Rate Limiting Patterns

Rate limiting is a critical component of any production API or service. It protects your system from abuse, ensures fair usage among consumers, and maintains service quality under load. This article explores the most common rate limiting algorithms and how to choose the right one for your use case.

Why Rate Limiting Matters

Rate limiting prevents a single client from consuming an unfair share of resources. Without it, a misbehaving client or an accidental infinite loop can degrade service for all users. Rate limiting also helps:

Protect against DDoS attacks.

Control costs in metered infrastructure.

Enforce service level agreements (SLAs).

Prevent cascading failures in distributed systems.

Token Bucket Algorithm

The token bucket is one of the most popular rate limiting algorithms. A bucket holds a fixed number of tokens. Tokens are added at a steady rate. Each request consumes one token. If the bucket is empty, the request is denied.


Capacity: 100 tokens

Refill rate: 10 tokens/second



Request at t=0: 100 tokens available -> success, 99 remaining

Request at t=1: 99 + 10 = 100 -> success, 99 remaining

Request at t=0.5: 99 + 5 = 100 -> success, 99 remaining

**Pros:** Allows bursts up to the bucket capacity. Memory efficient -- you only need to store the token count and last refill timestamp.

**Cons:** The burst behavior may not suit all use cases. With a large bucket, a client can send an entire day's worth of requests in a few seconds.

The token bucket is used by Amazon (AWS API Gateway), Stripe, and GitHub.

Leaky Bucket Algorithm

The leaky bucket is similar to the token bucket but processes requests at a fixed rate. Think of a bucket with a hole in the bottom. Requests are poured into the top. They leak out of the bottom at a constant rate. If the bucket overflows, excess requests are rejected.

**Pros:** Smooths out traffic perfectly. No bursts at all. Predictable processing rate.

**Cons:** Cannot handle any bursts, even legitimate ones. A client that occasionally needs to send 10 requests at once will be penalized.

Leaky bucket is ideal for scenarios where a steady processing rate is critical, such as database connection pooling or queue workers.

Fixed Window Counter

Divide time into fixed windows (e.g., 1 minute). Count requests in each window. If the count exceeds the limit, reject further requests until the next window.

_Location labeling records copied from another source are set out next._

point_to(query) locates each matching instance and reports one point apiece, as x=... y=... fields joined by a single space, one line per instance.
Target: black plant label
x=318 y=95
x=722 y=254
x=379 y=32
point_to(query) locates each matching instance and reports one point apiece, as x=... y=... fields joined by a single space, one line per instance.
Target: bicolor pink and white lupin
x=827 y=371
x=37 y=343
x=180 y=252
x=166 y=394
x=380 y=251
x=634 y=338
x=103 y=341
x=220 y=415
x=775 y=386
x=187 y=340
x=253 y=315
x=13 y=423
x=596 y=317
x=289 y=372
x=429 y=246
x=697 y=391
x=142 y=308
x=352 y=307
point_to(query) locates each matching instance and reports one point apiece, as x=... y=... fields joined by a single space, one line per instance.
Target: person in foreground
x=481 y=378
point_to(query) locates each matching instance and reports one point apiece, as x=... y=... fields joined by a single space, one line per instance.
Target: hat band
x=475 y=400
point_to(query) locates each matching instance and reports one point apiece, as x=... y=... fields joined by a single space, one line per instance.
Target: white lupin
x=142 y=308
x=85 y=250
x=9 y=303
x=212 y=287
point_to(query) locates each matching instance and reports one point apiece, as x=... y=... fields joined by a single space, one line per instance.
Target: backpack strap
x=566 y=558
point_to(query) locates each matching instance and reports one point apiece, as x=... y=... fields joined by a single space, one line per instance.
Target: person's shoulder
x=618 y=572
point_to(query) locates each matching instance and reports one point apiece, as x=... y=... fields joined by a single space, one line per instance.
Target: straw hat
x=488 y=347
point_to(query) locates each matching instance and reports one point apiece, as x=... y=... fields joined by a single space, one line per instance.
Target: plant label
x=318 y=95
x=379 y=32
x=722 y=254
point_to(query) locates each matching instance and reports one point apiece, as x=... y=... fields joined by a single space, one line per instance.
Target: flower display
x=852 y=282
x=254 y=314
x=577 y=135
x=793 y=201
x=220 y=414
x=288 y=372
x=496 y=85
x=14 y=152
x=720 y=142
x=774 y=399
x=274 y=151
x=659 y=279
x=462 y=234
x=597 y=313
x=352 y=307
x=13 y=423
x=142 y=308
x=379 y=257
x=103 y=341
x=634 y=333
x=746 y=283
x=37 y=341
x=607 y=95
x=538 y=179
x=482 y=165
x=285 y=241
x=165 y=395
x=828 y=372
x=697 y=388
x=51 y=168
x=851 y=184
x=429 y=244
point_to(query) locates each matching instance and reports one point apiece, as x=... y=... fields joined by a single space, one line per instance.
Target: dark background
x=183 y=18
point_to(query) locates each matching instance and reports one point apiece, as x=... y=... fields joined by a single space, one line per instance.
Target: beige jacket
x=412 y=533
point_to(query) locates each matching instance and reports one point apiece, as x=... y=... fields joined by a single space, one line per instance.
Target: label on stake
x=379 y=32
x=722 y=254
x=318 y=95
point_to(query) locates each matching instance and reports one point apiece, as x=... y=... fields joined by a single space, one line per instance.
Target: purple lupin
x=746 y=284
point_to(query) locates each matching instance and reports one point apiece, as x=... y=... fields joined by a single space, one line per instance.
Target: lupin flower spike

Limit: 100 requests per minute

Window: 00:00:00 to 00:01:00



95 requests at 00:00:45 -> allowed

6 requests at 00:00:55 -> 5 allowed, 1 rejected (exceeds 100)

Window resets at 00:01:00

**Pros:** Extremely simple to implement. Only requires a counter per window per client.

**Cons:** The "boundary problem." At the edge of a window, a client can send 100 requests at 00:00:59 and another 100 at 00:01:01, effectively 200 requests in 2 seconds. This can overwhelm your system.

Sliding Window Log

Instead of fixed windows, track a timestamp for each request. Count requests within the last N seconds.

**Pros:** Eliminates the boundary problem. Perfectly accurate rate limiting.

**Cons:** Memory intensive. You need to store a timestamp for every request. For high-traffic APIs, this can require significant storage.

Sliding Window Counter

A hybrid approach combining fixed windows with sliding precision. Track counters for the current and previous windows. Approximate the count for the sliding window using weighted averages.


Limit: 100 requests per minute

Current 1-minute window: 80 requests

Previous 1-minute window: 40 requests



At 30 seconds into the current window:

Estimated count = 40 * (30/60) + 80 = 100

**Pros:** Smooths out the boundary problem with minimal memory (just two counters per client). Good enough for most use cases.

**Cons:** Not perfectly accurate. The approximation error varies but is typically acceptable for rate limiting purposes.

This is the algorithm used by Cloudflare and many CDN-based rate limiters.

Distributed Rate Limiting

In a distributed system with multiple application instances, rate limiting becomes more complex. Each instance cannot track limits independently, or the combined traffic might exceed the limit.

**Centralized approach:** Use a shared data store like Redis to maintain counters. The `INCR` and `EXPIRE` commands make Redis ideal for rate limiting. This gives global accuracy but adds latency for every request.

**Local approach:** Each instance independently tracks its share of the limit (e.g., if there are 3 instances and the limit is 300, each instance limits to 100). This is fast but can exceed the limit if traffic distribution is uneven.

**Hybrid approach:** Use local rate limiting for fast checks and periodic synchronization to a central store. This balances performance and accuracy.

Response Headers

Tell clients about their rate limit status through response headers:


X-RateLimit-Limit: 100

X-RateLimit-Remaining: 42

X-RateLimit-Reset: 1640995200

When a client exceeds the limit, return `429 Too Many Requests` with a `Retry-After` header:


HTTP/1.1 429 Too Many Requests

Retry-After: 30

Choosing the Right Algorithm

**Token bucket** is a good default choice. It handles bursts and is memory efficient.

**Fixed window** works for simple scenarios where occasional bursts are acceptable.

**Sliding window log** is best for strict, precise rate limiting.

**Sliding window counter** is a good compromise between accuracy and efficiency.

**Leaky bucket** works when you need a constant processing rate.

Summary

Rate limiting is essential for production APIs. Start with the token bucket algorithm for general-purpose rate limiting. Use Redis for distributed scenarios. Always return descriptive headers so clients can adjust their behavior. Monitor your rate limiting effectiveness and adjust thresholds based on real traffic patterns.